For five years, Sammy Danner fed juvenile inmates in the Crockett State School Cafeteria.
"It'll make you cry. We're talking about single moms who no longer have insurance, no longer have a means to support their family," says Danner .
The Texas Youth Commission decided to close down the school to save money.
"The last couple of days it's really hit - our job ends Thursday at 4:00," says Gloria Miller, former corrections officer.
Saying goodbye to the kids they'd become close to wasn't easy.
"A couple of them I'd say you tell them to be good to you or they're going to have to answer to us over in Crockett," says Danner.
In the days since the last juvenile inmates were transferred out, the state school has been like a ghost town. In fact, the large security gate only opens for trucks and caravans moving the equipment and supplies to other state schools.
Some employees will also move to those facilities, but for others that's not an option.
"It's not feasible to move so far off.

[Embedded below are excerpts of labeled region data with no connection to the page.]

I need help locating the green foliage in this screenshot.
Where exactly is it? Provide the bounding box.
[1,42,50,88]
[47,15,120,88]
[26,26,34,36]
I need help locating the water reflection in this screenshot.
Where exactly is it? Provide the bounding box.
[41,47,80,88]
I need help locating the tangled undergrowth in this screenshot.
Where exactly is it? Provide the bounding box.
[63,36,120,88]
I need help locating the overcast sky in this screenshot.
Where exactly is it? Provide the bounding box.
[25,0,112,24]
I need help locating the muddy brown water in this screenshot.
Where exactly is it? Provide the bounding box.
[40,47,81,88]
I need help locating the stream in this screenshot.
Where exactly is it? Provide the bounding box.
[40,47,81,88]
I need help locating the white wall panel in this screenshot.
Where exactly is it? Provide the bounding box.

The other campuses are on the border of Mexico or the border of Oklahoma," says Jeff Higginbotham, a former maintenance man.
With this major blow to the economy, State Senator Robert Nichols turns his focus to jobs.
"We're going to try to work with Houston County to see how we can put the facility to use. How can we get those jobs here?" says Senator Nichols.
The county is now in his East Texas District after redistricting plans.
Nichols says he'll be working with county and city leaders to fill the void left by the school's closure.
"We need to go out and get those companies looking for those facilities and people and connect the two," says Nichols.
Hopes are high that will happen soon.
"A private corrections could come in here and open this up. Who knows?" says Steve Harris, former corrections officer for the school.
"I hope it's something wonderful. Crockett deserves the best," says Danner.
The state school will close after almost 60 years of service to thousands of troubled youth.